Unlike the first two releases on Native Rebel, that saw Hutchings compose a foundation for Chelsea Carmichael
and CoN&KwAkE to improvise and create, The Brother Moves On’s fourth album is based on a collection of pre-existing compositions. Recorded at Asylum Studios in Pretoria as well as live in front of an audience at Dyertribe Studios in Centurion, the album was produced by Hutchings (who also appears on flute and clarinet) with all tracks arranged by
TBMO and Spaza multi-instrumentalist Malcolm Jiyane.

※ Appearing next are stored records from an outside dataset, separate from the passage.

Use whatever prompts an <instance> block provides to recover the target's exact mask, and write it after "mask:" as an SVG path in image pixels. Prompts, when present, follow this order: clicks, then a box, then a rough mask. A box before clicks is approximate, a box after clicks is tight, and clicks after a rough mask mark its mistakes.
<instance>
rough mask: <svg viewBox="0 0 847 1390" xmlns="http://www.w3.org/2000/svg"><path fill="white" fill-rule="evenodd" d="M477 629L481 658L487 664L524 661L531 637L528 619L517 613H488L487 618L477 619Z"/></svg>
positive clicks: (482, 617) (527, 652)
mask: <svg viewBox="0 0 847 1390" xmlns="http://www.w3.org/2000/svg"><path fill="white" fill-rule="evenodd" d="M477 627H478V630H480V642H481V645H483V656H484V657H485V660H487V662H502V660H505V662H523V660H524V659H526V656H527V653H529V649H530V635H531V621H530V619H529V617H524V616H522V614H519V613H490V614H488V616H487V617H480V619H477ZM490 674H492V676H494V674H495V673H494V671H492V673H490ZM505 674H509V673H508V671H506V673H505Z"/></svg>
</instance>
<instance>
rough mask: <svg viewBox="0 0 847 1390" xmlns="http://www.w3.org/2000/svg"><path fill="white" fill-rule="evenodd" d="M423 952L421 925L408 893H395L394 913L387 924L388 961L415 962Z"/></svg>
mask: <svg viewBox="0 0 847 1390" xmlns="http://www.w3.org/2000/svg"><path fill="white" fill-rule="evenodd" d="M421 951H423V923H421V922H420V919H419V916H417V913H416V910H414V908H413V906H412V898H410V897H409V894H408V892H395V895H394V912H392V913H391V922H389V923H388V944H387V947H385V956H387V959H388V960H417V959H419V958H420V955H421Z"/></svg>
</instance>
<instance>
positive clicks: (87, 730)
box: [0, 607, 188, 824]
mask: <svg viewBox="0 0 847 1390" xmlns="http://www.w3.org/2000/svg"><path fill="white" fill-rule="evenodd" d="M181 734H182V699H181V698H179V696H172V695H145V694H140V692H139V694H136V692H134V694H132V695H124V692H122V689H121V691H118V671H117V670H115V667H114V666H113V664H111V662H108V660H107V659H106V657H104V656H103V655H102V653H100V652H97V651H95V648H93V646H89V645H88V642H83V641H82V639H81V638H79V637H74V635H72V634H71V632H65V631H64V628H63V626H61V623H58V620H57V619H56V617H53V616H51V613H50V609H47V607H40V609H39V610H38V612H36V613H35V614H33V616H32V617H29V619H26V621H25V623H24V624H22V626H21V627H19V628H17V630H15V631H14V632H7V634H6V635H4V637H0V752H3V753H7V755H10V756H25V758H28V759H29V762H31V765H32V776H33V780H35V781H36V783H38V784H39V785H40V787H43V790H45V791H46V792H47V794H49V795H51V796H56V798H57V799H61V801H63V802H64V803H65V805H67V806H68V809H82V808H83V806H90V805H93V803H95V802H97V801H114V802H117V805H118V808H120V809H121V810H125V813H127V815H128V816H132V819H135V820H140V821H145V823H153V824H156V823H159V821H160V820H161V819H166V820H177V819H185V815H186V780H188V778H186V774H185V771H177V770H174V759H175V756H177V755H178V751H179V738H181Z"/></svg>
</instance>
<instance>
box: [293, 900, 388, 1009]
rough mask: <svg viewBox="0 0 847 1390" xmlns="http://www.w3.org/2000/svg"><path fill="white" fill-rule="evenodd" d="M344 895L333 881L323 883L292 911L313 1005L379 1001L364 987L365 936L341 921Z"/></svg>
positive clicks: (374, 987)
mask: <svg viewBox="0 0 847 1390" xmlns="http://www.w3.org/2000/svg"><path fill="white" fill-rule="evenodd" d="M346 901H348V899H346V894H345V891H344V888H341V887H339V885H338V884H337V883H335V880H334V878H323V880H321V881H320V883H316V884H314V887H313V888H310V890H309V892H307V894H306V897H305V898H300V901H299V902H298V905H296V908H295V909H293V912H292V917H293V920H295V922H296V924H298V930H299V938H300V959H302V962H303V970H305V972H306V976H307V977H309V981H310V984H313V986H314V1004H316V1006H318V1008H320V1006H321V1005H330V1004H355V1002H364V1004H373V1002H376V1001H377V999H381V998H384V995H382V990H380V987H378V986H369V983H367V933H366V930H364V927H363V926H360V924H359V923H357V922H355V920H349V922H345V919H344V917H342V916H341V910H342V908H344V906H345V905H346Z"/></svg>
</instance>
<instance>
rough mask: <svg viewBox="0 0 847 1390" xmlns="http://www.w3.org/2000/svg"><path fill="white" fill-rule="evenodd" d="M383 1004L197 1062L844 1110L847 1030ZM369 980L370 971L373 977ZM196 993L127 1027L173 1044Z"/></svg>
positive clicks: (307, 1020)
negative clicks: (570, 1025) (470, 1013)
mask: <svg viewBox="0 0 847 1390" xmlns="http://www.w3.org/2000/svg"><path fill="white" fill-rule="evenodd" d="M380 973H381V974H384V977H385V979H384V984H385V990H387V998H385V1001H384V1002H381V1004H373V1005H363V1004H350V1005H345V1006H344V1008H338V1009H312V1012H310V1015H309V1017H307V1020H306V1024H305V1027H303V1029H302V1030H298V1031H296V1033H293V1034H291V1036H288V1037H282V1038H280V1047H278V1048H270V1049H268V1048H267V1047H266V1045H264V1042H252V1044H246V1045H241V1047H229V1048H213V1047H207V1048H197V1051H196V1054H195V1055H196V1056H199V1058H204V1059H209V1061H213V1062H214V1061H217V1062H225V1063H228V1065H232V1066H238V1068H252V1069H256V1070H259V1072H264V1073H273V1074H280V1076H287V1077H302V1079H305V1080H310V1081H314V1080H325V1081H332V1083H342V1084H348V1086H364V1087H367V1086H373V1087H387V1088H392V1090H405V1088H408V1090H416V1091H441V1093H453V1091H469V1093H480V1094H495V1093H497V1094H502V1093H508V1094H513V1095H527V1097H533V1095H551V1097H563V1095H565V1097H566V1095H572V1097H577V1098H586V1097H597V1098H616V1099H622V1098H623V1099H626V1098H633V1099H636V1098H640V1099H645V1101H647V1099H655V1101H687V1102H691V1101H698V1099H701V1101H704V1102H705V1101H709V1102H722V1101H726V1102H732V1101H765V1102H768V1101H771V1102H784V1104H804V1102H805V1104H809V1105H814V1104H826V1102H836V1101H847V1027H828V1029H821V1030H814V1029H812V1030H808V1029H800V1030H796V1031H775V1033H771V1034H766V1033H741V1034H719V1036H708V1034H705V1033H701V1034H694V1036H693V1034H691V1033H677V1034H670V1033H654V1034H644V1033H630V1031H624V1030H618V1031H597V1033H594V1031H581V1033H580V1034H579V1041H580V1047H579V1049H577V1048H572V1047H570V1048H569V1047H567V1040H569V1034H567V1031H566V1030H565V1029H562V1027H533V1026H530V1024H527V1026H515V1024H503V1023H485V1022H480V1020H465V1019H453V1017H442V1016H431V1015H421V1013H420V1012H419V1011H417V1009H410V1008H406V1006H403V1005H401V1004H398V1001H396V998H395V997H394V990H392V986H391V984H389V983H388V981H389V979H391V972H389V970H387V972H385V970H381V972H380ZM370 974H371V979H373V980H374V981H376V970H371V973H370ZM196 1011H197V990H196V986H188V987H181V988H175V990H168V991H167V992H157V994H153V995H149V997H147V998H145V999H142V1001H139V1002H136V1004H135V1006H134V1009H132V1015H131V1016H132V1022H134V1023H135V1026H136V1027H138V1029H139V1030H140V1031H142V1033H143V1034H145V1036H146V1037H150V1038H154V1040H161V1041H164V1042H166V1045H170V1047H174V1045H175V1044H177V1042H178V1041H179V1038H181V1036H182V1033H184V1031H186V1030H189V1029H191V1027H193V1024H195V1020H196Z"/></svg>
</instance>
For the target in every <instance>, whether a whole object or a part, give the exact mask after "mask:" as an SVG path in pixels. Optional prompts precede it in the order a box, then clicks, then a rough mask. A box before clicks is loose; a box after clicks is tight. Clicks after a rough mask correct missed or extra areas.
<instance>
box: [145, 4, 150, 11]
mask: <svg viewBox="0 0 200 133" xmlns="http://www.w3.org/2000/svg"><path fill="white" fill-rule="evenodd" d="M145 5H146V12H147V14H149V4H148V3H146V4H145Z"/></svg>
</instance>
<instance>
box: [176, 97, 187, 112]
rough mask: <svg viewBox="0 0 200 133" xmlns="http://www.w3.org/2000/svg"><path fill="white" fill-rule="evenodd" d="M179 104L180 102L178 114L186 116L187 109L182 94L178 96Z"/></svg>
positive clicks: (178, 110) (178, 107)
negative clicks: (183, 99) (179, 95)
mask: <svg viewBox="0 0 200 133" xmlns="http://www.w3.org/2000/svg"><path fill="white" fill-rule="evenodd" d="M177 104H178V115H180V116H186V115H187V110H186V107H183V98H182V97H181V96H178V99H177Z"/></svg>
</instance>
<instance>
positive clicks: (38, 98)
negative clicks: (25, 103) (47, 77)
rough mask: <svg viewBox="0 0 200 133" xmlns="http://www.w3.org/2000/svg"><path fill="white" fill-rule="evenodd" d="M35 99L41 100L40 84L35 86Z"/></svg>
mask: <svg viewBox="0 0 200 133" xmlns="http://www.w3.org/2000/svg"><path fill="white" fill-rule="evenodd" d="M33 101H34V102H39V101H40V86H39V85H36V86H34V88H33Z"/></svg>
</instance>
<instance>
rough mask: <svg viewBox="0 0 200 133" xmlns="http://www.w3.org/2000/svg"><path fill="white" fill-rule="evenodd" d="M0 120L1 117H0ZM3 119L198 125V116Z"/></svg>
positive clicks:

Album highlights include ‘Itumeleng’, made famous by 1970s Soweto band Batsumi, the meditaDve ‘Mazel’, and ‘Hamba’, a traditional piece often performed at funerals which also appeared on the Shabaka and the Ancestors album We Are Sent Here By History under the name ‘Go My Heart, Go To Heaven’.
The Brother Moves On (TBMO), a name derived from The Brother Mouzonea - a fictional character in American TV drama series The Wire - are the third signing to Hutchings' label following releases from rising saxophonist Chelsea Carmichael with The River Doesn’t Like Strangers and the debut album from jazz/hip-hop duo CoN&KwAkE titled Eyes In The Tower.

"Our inspiration is continuing the South African live music protest tradition beyond the yoke of oppression to a space where the joy of the music becomes synonymous with its people, space and consciousness. Our mantra is happy brown babies from the deepest South as a means of breaking any racial baggage left by the apartheid state machine through the love of people, music and culture."